Abstract
Microfilarial periodicity of Dirofilaria immitis (the dog heartworm) was determined at two hr intervals for 72 consecutive hrs in 10 naturally infected war dogs, 3-9 years old, in Korea to facilitate harvest of the microfilariae for possible use in laboratory works and to elucidate further the periodicity of the microfilaria depending on geographic location. Although the periodicity had been observed as being low-grade nocturnal, maximal microfilarial counts were found at 21:00 hr and minimal at 11:00 hr, giving rise to an evident peak in fluctuation of the larval counts.

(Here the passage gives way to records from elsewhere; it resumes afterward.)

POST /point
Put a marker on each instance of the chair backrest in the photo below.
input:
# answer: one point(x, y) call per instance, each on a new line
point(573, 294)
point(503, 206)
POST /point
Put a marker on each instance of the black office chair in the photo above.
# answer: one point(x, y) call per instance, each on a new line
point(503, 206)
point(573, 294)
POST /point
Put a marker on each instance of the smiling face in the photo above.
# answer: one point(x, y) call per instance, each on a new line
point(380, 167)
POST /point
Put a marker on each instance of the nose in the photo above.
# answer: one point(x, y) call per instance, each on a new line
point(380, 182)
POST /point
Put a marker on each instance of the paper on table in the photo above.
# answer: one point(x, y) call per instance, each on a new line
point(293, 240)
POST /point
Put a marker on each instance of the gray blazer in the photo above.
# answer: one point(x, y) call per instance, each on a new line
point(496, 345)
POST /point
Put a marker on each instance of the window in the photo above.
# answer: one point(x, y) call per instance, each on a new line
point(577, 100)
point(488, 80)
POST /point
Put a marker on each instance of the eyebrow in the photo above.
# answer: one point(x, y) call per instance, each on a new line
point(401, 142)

This is the first record of the periodicity of the microfilariae identified as D. immitis in Korea.
Keywords: Dirofilaria immitis, microfilarial periodicity, dog, Korea
INTRODUCTION
Dirofilaria immitis, the dog heartworm parasitic in the right ventricle and pulmonary artery of the dog, fox, wolf and various other wild carnivores, is common in warm countries particularly in the tropics (Rhee, 1987). In Korea the prevalence rates have been shown to be 23%, 17% or 28% in dogs by means of microfilarial detection, autopsy or antigen test, respectively (Rhee, 1966; Rhee and Rim, 1970; Lee et al., 1996).

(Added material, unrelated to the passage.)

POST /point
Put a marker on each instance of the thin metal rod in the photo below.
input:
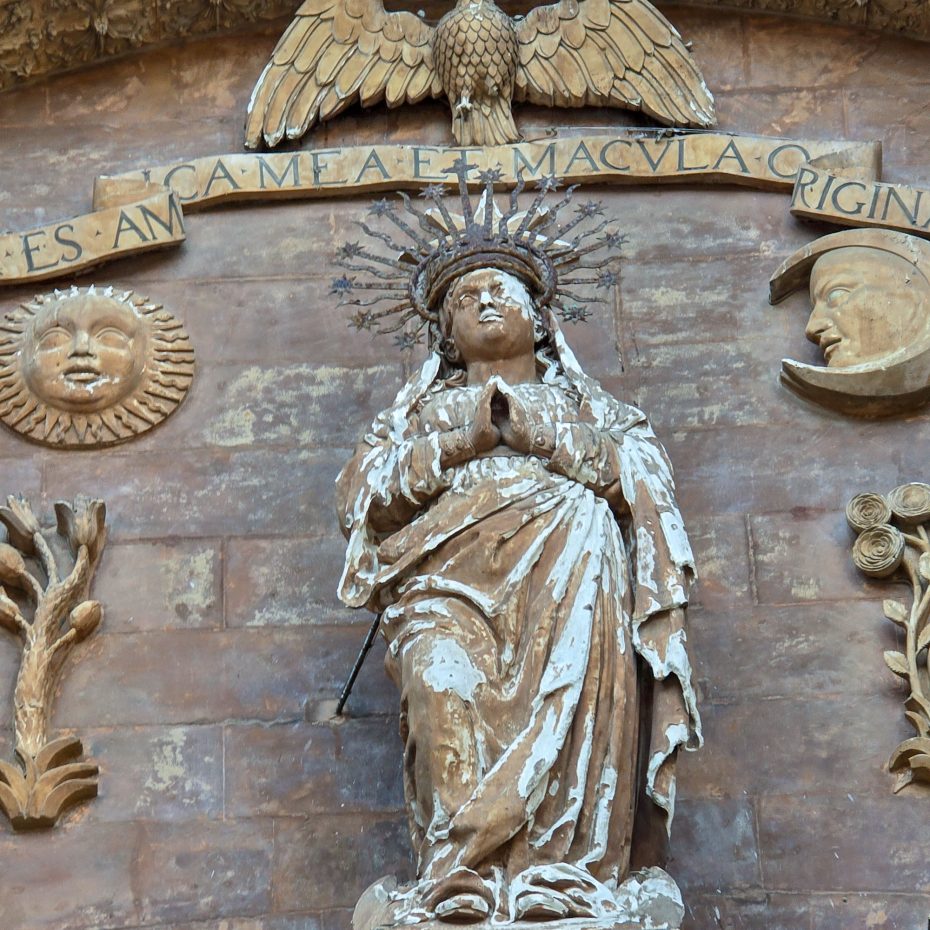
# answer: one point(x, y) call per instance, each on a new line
point(366, 648)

Periodicity is a well-known phenomenon which occurs with many filarioid worms, and various hypotheses put forward to explain periodicity have been comprehensively reviewed by Oishi (1959), Hawking (1967), Katamine (1972) and Masuya (1976). Females of D. immitis are ovoviviparous and the naked microfilariae may be found in the blood at all times, but there appears to be a periodicity superimposed on this which varies with geographic location (Rhee, 1987). The microfilarial periodicity of D. immitis in the peripheral blood stream has already been reported in different countries by various investigators mentioned in discussion. However, the periodicity as well as precise identification of D. immitis microfilariae in Korea, so far, has not been recorded. In order to facilitate harvest of the microfilariae for possible use in immunological, laboratory diagnosis and chemotherapeutic studies, the present investigation was designed to examine this aspect. It can be further elucidated the wave pattern of the microfilaria depending on different localities.
MATERIALS AND METHODS
Ten war dogs, 3-9 years old, with varying levels of the microfilariae of D. immitis were used in the experiment from June to July 1998. The dogs were screened by a modified Knott's test from 35 individuals in an air base of the Republic of Korea Air Force, born and reared only in Korea. In counting the degree of the microfilariae by using an automatic pipette, 0.1 ml of blood was withdrawn from the ear vein at 2 hr intervals over a period of 72 consecutive hrs and thickly smeared on three clean glass slides, respectively. After complete drying the thick blood films, they were dehemoglobinized in water, fixed in methanol, and stained with 0.02% brilliant cresyl blue for one hr. A count was made of arithmetic mean of the numbers of worms in the three thick blood films from each animal and stage. Meanwhile, the differentiation of microfilariae was based on the morphologic characteristics and on the distance of certain fixed points from the anterior extremity as percentages of the total length as a criteria for identification (Rhee, 1987).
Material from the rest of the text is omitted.